On Aug. 25, Carrboro Mayor Lydia Lavelle declared Labor Day "Living Wage Day" to promote paying workers fairly. 

Lavelle said Labor Day makes the perfect Living Wage Day because it highlights working traditions. She said the nonprofit organization Orange County Living Wage asked her and other town officials to issue a proclamation focused on the benefits of livable wages.

“Carrboro has had a living wage for a while, so the proclamation was just to increase awareness regarding the importance of having a living wage,” she said.

She said it was important for employers and employees to respect each other in order to have a mutually beneficial environment. 

“By having a living wage, you get a workforce that knows you value them and that is more invested in the jobs they secure,” Lavelle said. “Businesses that have enforced a living wage policy see that employees are more likely to stick around longer.”

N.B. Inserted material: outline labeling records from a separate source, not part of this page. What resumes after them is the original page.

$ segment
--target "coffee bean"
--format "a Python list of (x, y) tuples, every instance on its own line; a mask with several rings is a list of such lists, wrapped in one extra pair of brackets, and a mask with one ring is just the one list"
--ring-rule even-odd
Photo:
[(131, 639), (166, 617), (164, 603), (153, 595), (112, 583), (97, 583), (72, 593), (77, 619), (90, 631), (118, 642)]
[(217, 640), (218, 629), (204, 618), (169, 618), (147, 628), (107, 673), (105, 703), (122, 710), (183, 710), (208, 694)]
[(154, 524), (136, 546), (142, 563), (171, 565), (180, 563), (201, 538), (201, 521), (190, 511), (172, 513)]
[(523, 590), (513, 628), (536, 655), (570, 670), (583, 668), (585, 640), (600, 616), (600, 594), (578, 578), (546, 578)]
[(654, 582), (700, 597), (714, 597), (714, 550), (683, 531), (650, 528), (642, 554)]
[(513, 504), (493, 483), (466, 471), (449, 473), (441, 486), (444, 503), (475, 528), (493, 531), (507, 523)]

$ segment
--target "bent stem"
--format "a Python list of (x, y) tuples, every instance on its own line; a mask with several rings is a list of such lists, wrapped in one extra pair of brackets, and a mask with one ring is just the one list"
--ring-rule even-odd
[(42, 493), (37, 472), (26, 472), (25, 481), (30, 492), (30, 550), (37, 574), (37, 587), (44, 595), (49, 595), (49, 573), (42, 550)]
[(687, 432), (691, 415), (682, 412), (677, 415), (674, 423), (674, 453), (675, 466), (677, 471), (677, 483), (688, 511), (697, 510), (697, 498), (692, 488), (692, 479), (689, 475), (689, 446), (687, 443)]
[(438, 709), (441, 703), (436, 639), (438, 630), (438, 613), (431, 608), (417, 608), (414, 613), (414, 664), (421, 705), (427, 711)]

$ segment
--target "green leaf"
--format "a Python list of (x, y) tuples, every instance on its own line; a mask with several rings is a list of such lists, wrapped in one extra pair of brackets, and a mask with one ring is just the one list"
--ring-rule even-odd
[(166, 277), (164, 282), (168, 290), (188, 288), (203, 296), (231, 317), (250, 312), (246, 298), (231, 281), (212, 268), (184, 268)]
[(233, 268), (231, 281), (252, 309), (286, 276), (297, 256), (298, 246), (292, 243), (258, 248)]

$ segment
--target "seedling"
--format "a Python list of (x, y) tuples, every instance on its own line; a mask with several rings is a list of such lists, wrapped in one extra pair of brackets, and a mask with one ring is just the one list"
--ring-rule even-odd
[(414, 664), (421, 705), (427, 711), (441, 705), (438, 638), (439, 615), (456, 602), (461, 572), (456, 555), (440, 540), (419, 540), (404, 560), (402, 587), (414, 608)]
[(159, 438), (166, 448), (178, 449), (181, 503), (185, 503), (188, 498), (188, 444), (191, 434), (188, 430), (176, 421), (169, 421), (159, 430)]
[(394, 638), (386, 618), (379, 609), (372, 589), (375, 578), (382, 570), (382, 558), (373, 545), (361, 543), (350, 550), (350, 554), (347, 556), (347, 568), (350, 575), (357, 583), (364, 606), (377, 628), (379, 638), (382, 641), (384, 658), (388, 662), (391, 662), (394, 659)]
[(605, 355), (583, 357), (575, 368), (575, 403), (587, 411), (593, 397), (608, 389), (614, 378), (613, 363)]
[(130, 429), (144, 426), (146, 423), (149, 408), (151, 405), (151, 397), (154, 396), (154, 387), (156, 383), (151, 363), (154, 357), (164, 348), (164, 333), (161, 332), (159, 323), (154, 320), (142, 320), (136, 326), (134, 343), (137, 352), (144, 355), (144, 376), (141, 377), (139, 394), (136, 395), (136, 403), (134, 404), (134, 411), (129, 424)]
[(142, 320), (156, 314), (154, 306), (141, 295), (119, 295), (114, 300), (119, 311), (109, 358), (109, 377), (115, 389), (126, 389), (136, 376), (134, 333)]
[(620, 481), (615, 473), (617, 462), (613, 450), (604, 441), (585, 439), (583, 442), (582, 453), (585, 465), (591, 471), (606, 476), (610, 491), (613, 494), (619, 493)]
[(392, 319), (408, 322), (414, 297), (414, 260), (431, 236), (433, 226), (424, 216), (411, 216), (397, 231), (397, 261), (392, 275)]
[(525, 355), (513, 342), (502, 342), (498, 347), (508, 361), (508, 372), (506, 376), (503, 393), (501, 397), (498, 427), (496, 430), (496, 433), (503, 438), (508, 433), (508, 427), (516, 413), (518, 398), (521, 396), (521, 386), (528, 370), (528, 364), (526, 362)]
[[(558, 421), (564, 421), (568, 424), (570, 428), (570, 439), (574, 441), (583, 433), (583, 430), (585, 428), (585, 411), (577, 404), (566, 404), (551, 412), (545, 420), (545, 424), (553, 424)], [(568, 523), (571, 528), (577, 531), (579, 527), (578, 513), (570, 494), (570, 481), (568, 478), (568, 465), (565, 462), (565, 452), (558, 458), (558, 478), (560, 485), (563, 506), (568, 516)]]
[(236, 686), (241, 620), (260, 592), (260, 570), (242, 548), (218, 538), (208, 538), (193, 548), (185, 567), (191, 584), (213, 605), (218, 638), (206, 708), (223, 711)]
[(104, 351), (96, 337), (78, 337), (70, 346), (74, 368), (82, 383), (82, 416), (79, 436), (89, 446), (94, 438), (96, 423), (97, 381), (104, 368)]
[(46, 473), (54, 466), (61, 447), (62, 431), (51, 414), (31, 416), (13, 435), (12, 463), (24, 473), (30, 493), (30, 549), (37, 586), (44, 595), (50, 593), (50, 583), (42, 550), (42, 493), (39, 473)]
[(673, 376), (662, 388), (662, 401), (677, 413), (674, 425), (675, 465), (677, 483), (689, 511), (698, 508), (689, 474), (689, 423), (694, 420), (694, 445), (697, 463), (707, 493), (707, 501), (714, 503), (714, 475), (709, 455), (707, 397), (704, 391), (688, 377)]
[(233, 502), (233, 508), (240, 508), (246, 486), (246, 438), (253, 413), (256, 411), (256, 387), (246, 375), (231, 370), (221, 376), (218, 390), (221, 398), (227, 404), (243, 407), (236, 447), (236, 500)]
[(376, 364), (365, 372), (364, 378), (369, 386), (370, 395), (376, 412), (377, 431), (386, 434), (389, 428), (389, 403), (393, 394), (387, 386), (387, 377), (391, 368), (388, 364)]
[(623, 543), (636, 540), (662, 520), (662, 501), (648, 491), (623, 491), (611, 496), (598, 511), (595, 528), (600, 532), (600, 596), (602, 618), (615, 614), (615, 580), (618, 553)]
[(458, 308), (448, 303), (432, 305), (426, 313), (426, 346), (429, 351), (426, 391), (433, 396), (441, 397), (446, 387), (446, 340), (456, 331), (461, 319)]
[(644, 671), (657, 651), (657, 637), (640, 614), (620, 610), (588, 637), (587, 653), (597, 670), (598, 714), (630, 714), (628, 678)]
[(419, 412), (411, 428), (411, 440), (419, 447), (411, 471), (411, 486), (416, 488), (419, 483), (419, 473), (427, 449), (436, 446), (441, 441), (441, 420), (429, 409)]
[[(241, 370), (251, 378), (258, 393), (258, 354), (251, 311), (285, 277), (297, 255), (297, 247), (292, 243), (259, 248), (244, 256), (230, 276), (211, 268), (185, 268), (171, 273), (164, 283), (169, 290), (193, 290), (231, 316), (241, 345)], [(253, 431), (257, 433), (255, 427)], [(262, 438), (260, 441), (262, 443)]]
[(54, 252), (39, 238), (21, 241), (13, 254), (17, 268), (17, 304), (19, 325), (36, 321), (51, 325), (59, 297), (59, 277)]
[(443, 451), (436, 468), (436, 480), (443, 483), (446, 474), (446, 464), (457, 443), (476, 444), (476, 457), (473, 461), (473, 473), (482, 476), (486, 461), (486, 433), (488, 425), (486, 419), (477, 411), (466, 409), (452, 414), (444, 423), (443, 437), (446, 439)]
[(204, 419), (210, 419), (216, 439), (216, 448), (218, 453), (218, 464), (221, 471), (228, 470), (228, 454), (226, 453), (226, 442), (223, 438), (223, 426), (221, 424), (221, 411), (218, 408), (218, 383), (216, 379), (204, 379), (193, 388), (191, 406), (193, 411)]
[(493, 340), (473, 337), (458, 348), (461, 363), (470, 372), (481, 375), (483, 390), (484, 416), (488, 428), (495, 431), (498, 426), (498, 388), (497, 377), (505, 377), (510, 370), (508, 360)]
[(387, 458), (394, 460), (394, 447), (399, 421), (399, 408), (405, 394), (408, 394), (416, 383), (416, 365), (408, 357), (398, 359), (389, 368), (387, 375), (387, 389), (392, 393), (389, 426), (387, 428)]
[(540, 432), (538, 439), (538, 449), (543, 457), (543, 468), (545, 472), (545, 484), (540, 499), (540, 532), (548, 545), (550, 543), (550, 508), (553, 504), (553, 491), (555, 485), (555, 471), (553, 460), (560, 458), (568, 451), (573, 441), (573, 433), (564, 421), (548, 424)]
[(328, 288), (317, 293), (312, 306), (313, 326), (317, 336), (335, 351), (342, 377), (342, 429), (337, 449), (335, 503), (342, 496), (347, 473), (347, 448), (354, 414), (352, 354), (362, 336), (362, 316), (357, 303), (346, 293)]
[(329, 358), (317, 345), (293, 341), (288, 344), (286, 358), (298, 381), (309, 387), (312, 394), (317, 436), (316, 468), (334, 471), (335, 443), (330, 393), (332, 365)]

Carrboro is a very expensive community and affordability is a persistent issue, Board of Aldermen member Randee Haven-O’Donnell said. She said she would like to see Carrboro's living wage raised to 15 dollars.

“I’m hoping that the federal minimum wage will go up and that more communities become inspired by what Carrboro’s community is doing,” she said.

O'Donnell said city representatives must be able to serve both those who suffer from poverty and those who live below the median income. 

Many Carrboro families work full-time jobs or sometimes multiple jobs to try and make ends meet, said Susan Romaine, steering committee chair for Orange County Living Wage.

“Many of them are making close to minimum wage and it’s always bothered me that people can be working their hardest, yet still need to rely so heavily on supplemental food,” Romaine said. “We as a community firmly believe that working families should be able to provide for their basic needs such as food, clothes, transportation and childcare.”

Romaine said publicizing which businesses have implemented a living wage policy will not only promote awareness, but also support those employers. 

“We are trying to create more awareness about those businesses in the community that have stepped up and are now paying their full-time employees a living wage,” Romaine said. "The idea being that these employers are doing such a great service to the community and we need to support those employers by bringing them customers.”